En descente, les meilleurs coureurs utilisent peu les bâtons, ça peut même gêner la fluidité sur les parties techniques. Mais en montée, même sur des pentes légères, les bâtons sont un levier majeur. Et sur les montées très raides, des études ont montré qu'en plus de soulager les jambes, ils améliorent le coût énergétique. Double bénéfice.
Kilian Jornet a tenté l'UTMB sans bâtons à une époque, en misant sur sa robustesse musculaire exceptionnelle. Il est revenu aux bâtons depuis. Si même lui juge que ça vaut le coup, la question est réglée pour ceux qui ne sont pas dans le top 5 mondial.
Le seul vrai argument contre les bâtons était leur poids. Mais les modèles modernes, repliables, très légers, ont fait disparaître ce frein. Les glisser dans le sac quand tu n'en as pas besoin, les ressortir à la volée : tout ça prend 10 secondes.
Une précision cruciale : un bâton ne sert à rien si le haut du corps lâche avant les jambes. C'est pour ça que le gainage du tronc et du couple bras-épaules fait partie de la préparation trail au même titre que les descentes. Bras solides, tronc stable, bâtons utiles : les trois vont ensemble.
Le gain caché pour les coureuses
Guillaume Millet fait une observation intéressante : globalement, les coureuses sont plus souvent « sur la réserve » en descente que les coureurs. Pas toutes. Certaines filles descendent à des années-lumière de la majorité des hommes. Mais la tendance moyenne est là.
Ce n'est pas un jugement de capacité, c'est un constat. Et c'est surtout une opportunité. Les coureuses qui travaillent leur engagement en descente (technique, lecture de trajectoire, confiance dans les appuis) gagnent potentiellement encore plus de temps que les hommes sur le même travail. Parce qu'elles partent de plus loin, leur marge de progression est plus grande.
Si tu es une coureuse et que tu sens que tu freines en descente, c'est un levier énorme. Travailler les descentes progressivement, en terrain varié, en acceptant de se faire un peu peur au début : c'est probablement le levier le plus rentable de toute ta préparation trail.
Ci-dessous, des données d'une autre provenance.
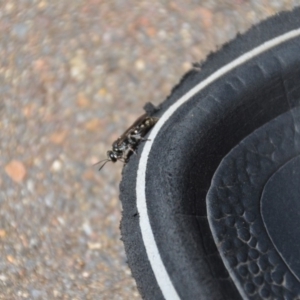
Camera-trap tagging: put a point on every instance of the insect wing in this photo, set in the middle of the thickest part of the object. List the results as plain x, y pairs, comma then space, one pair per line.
125, 135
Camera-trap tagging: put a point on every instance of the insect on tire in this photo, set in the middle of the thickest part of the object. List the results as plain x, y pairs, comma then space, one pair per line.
211, 202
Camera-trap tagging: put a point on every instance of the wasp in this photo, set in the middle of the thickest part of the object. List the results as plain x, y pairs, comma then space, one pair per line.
128, 142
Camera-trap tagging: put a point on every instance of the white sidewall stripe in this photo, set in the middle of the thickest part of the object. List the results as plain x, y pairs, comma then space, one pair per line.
157, 265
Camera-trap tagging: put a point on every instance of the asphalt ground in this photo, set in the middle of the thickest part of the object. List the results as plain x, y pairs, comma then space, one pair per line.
74, 75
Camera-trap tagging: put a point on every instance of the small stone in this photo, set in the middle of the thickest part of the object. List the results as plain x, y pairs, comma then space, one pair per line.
15, 170
85, 274
139, 65
56, 166
11, 259
94, 246
2, 233
93, 125
82, 100
58, 137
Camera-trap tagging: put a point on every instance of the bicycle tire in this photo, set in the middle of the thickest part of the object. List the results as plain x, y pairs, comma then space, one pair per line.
187, 235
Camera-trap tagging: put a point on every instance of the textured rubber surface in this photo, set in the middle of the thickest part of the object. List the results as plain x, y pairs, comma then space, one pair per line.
253, 201
183, 160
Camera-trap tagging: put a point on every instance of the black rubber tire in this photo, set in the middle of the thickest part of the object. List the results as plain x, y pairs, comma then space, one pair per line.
210, 206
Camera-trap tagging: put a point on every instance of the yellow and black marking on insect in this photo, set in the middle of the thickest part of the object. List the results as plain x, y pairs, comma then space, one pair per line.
128, 142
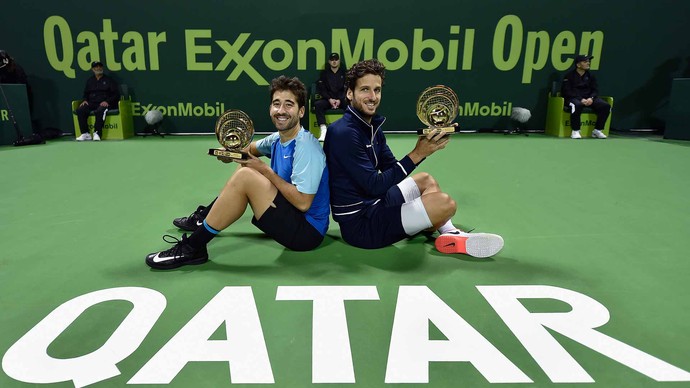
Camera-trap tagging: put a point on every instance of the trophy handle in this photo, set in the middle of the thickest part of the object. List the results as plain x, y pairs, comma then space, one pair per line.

Ce que ça change pour ton entraînement
Quelques principes concrets à retenir.
Les descentes ne sont pas du « temps mort » où tu récupères. Ce sont des moments de course qui méritent leur entraînement spécifique, autant sinon plus que les côtes. Et si tu reviens d'une grosse séance de dénivelé négatif avec des jambes cassées, c'est le moment de relire comment recharger sans casser ce que tu reconstruis.
Pour progresser, la variété paye : du VTT, du ski, des descentes courues (en station si tu es en plaine, en vrai relief si tu en as). L'objectif n'est pas de « courir plus vite en descente ». C'est de devenir plus fluide, d'apprendre à lire le terrain, de ne plus te bloquer.
Si tu fais un ultra, prends des bâtons. Même si tu as des « bonnes jambes ». Ce que tu transfères sur les bras, c'est autant que tu ne casses pas dans les jambes. Et sur 15h ou 30h de course, c'est ça qui fait la différence entre arriver à courir les derniers kilomètres ou marcher en ayant mal. La même logique que celle qui gouverne la préparation marathon : la course longue se gagne sur la préservation musculaire, pas sur l'explosivité du départ.
Enfin, accepte que le vrai levier des descentes n'est pas dans tes jambes. Il est dans ta tête, dans tes yeux, dans ta capacité à regarder loin devant et à laisser ton corps faire ce qu'il sait faire. C'est un travail de confiance autant que de technique. Et c'est aussi pour ça qu'il faut du temps pour progresser. Si tu sens que ce levier ne bouge plus malgré les heures passées en descente, un regard extérieur peut parfois identifier ce que tu ne vois plus.
La montagne ne se gagne ni en grimpant plus fort ni en descendant plus vite. Elle se gagne en cassant moins tes jambes. Le reste suit tout seul.